Parent-Child Trauma Recovery (PCTRP)
Type of Approach:
Provider Education Level:
Type of services:
Advocacy and safety planning combined with relational, parent child psychotherapy.
Healing Abuse Working for Change (HAWC) is a community-based domestic violence agency, working in collaboration with the Outpatient Mental Health departments at MassGeneral for Children at North Shore Medical Center in Salem, Massachusetts and Lynn Community Health Center in Lynn, Massachusetts
Type of provider:
Pediatric mental health clinicians with domestic violence advocates
Length of program/number of sessions:
12 – 16 weeks
Domestic Violence agency offices and shelter in combination with two outpatient mental health departments
Type(s) of trauma/concerns addressed:
Complex trauma due to childhood exposure to domestic violence, the impact of violence on the non-offending parent and the parent child attachment, and the reduction of risk of exposure to further harm.
An application of Child- Parent Psychotherapy is employed in combination with safety planning and advocacy services, based on an empowerment model. Clinicians who are specialists working with traumatized children and domestic violence advocates are trained in the Parent Child Trauma Recovery model.
Advocates and clinicians then partner with the protective parent to develop and implement a safety plan that considers each child’s physical and psychological safety needs. The therapist guides caregiver and child toward the psychological integration of the traumatic events for greater resiliency and adaptive functioning. The advocate provides access to rights, resources and safety planning to prevent future exposure to violence. The model was designed to increase safety while addressing trauma-related symptoms to protective caregivers and their children by providing services concurrently and across disciplines.
The therapeutic skills of the psychotherapist are combined with the safety planning practices of advocates to offer families what they may need in the aftermath of domestic violence including safety and access to meaningful resources and an opportunity to repair and strengthen the attachment between children and their protective caregivers. The parent, the psychotherapist and the advocate meet throughout the course of treatment to review and assess the safety plan. After the caregiver and service providers have assessed current safety concerns, the children are invited into the therapeutic room to participate so that their fears and their needs can be incorporated into the safety plan.
Twice monthly team meetings support fidelity to the model and facilitate communication between clinicians and advocates.
The Parent Child Trauma Recovery model was cited as a “best practice program” by the Massachusetts Governor’s Council on Domestic Violence and Sexual Assault, 2009
Ethnic Racial Group:
Age range of children:
Infancy to 12 years
Parent/adult caregiver(s) included in intervention:
Yes, the Parent Child Trauma Recovery Program is a relational, dyadic treatment model in which the parent and child are together in the therapeutic room, and where the relationship between caregiver and child is the ‘client.’ The parent participates in HAWC services throughout the course of treatment. The abusive partner must be living outside the home.

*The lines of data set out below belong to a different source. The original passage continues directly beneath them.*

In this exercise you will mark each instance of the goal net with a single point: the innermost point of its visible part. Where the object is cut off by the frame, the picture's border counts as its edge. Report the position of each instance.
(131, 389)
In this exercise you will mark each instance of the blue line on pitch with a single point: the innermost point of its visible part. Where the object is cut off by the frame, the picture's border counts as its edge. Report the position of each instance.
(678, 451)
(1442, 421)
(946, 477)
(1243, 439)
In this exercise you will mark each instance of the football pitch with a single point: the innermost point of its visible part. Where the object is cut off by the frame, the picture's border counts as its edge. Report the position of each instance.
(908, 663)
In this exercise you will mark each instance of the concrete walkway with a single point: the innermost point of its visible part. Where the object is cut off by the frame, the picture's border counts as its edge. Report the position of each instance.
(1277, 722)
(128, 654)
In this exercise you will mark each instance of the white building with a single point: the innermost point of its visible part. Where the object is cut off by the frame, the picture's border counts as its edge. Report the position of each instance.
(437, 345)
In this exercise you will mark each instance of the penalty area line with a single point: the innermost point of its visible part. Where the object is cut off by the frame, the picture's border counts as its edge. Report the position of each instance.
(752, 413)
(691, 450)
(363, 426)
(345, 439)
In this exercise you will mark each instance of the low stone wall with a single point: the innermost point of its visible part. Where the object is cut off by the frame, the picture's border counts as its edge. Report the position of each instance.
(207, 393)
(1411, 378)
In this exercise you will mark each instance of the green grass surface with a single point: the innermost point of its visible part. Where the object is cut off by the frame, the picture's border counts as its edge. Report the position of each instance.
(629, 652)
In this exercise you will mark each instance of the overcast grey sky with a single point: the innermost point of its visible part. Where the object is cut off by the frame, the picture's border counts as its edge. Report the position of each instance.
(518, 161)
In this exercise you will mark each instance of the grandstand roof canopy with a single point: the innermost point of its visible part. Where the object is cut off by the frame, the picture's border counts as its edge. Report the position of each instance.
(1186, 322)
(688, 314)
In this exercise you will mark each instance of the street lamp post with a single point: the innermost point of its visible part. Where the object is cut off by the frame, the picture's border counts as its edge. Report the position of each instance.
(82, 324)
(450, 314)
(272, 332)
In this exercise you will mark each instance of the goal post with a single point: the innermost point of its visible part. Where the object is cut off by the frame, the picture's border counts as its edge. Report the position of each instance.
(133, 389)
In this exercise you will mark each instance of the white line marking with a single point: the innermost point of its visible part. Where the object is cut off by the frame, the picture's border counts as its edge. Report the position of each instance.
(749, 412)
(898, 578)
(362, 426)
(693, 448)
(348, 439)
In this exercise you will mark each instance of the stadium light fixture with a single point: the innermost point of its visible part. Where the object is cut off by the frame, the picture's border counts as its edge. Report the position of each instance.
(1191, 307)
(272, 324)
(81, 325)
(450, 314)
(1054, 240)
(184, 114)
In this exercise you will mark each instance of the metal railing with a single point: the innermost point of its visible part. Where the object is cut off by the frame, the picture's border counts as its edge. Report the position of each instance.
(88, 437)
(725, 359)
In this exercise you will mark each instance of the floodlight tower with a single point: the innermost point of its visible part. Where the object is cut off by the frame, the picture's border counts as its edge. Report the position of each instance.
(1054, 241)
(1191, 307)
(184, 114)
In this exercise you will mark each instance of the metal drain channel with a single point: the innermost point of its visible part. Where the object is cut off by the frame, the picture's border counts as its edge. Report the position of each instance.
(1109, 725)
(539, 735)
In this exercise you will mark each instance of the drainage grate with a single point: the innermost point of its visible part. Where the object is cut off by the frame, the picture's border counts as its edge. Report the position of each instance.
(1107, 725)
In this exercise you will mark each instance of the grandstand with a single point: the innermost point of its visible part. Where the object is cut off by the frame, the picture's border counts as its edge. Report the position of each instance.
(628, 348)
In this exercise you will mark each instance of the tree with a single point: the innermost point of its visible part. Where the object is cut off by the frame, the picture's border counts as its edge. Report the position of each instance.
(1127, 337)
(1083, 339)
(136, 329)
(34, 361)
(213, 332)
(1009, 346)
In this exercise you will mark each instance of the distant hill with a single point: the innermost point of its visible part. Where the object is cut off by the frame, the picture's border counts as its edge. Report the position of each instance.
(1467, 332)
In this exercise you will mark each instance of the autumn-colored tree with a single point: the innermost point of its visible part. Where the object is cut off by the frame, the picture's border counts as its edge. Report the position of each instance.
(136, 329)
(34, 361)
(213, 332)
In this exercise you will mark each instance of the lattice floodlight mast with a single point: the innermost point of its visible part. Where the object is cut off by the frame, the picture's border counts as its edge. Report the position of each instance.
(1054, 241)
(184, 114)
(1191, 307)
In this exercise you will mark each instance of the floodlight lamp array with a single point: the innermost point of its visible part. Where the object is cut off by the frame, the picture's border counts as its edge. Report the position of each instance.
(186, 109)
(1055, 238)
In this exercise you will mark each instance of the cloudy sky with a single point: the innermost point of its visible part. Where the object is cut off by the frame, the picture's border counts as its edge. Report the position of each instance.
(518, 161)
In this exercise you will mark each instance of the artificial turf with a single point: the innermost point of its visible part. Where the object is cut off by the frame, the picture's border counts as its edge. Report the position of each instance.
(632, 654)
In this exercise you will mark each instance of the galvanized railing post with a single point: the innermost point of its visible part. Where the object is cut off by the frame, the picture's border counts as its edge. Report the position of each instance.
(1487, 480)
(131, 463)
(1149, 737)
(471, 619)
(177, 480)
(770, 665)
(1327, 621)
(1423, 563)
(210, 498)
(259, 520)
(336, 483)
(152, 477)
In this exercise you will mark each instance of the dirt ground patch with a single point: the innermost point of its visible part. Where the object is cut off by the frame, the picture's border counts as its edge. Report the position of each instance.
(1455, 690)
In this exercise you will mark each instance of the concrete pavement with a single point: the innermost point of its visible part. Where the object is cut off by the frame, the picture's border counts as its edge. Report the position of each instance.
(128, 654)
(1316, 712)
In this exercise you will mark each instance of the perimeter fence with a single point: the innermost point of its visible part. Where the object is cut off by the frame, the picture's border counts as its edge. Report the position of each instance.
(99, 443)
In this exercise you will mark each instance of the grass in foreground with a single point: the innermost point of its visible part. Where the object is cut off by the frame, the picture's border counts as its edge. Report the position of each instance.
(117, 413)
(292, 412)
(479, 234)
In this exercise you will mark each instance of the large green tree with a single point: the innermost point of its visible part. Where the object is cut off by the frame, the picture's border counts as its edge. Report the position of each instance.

Ethnic/racial and other groups served:
African American, Latino, Caucasian, Asian, Middle Eastern, Native American, African clients
Persons with disabilities
Specific cultural adaptations:
The program provides training in cultural competency with respect to recent immigration. Thus far, counties of origin include : Kenya, Haiti, Guatemala, Dominican Republic, Pakistan, Ukraine, Peru
Current capacity to serve English and Spanish speaking families.
The treatment model employs Psychotherapy Advocacy Combined Trauma Treatment (PACTT), a model shown to be effective in reducing PTSD symptoms in both parents and children who have been exposed to domestic violence and Child-Parent Psychotherapy (CPP) which is an evidence-based treatment (refer to the online profile for CPP).
A pilot study of PACTT was conducted to evaluate this interdisciplinary approach by measuring the impact of the intervention on mothers’ and children’s Post-Traumatic Stress Disorder (PTSD) symptoms. Data from twenty families that participated in the pilot study indicated a 17% reduction in trauma symptoms for children. For mothers, there was an 11% reduction in the number of trauma symptoms with a 16.5% reduction in symptom severity, indicating improved adaptive functioning. These results were sustained over a six month period, subsequent to treatment.
Pilot or evaluation studies in progress:
Data on PTSD symptoms upon entry into the Program and at 12 weeks follow-up is currently being collected for families in the Parent Child Trauma Recovery Program at Lynn Community Health Center.
No. The treatment model, its design and the research findings were presented at the Futures Without Violence’s National conferences in 2005, 2007 and 2012.
Rated/Reviewed by Evidence Based Registries:
This intervention was not rated by the registries/databases we reviewed.